What would you do if you were president of your college for a day? Portland Community College student and Phi Theta Kappa honor society member Adrian Thompson had just that opportunity on Tuesday, June 1 when (former for a day) Cascade Campus President Algie Gatewood stepped aside to let the young man step forward.
On the verge of obtaining his associate's degree and transferring to Howard University to pursue a career as a dentist, Thompson held a roundtable discussion about student success and retention with faculty as part of his day on the job. With little to no money available, Thompson and others explored ways to help students and the college better achieve their goals.
"The learning center is a great way to get involved," Thompson said.
Not the typical student, Thompson got heavily involved with different aspects of the PCC college community during his freshman year.
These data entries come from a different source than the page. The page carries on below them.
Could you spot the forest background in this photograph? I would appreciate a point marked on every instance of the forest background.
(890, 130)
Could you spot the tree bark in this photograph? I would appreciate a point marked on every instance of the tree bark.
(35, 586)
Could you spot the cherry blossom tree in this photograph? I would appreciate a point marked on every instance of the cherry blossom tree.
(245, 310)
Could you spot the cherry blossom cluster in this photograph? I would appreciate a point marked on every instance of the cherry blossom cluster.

He attended a number of different social events, visited his academic advisors regularly, and spent over one hundred hours in the learning center.
Before attending PCC, Thompson attended Jefferson High School briefly before enrolling in the alternative Open Meadows High School. At Open Meadows, he excelled and eventually began taking classes at Cascade Campus as part of an optional career and education exploration class.
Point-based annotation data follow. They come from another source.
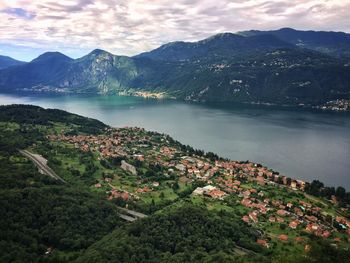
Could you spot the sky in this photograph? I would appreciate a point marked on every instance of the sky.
(29, 28)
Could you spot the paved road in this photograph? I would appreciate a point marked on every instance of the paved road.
(131, 212)
(40, 162)
(127, 218)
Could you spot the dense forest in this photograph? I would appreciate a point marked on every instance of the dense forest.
(43, 220)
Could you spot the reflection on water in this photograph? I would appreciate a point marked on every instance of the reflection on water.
(301, 144)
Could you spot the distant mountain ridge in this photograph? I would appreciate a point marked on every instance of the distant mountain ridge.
(332, 43)
(6, 62)
(219, 46)
(251, 66)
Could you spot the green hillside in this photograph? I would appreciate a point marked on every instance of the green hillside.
(197, 207)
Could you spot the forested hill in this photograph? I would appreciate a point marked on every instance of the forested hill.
(197, 206)
(283, 67)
Penny Thompson, coordinator for the student resource center, asked Adrian Thompson how advisors and counselors might be more visible to students.
The president for a day said he liked it when counselors stopped and talked with him when he was studying. He also thought establishing an incentive system for spending time in the learning center would encourage students to study.
Some faculty members asked Thompson if communication lines between the college and students were clear.
Another student who was present, Phi Theta Kappa member Danielle Dalbok, said word of mouth, as well as what instructors pass on to students in class, is more powerful than emails or televisions stationed around campus.
As Thompson moves on to Howard University, he says high school students should take advantage of PCC's partnership with Portland Public Schools. Getting to know the way around campus and the pace of college life made him far more prepared than some of his other classmates.
"Getting exposure in high school is very important," he said.

Phi Theta Kappa honor society members Danielle Dalbok,  Thompson and PCC's Gatewood

With his staff meeting out of the way, Thompson then went to have lunch with Portland Mayor Sam Adams. After lunch, Gatewood said they'd be doing some of the more mundane aspects of the job – answering emails and going over the budget.
Ah, the life of a college president.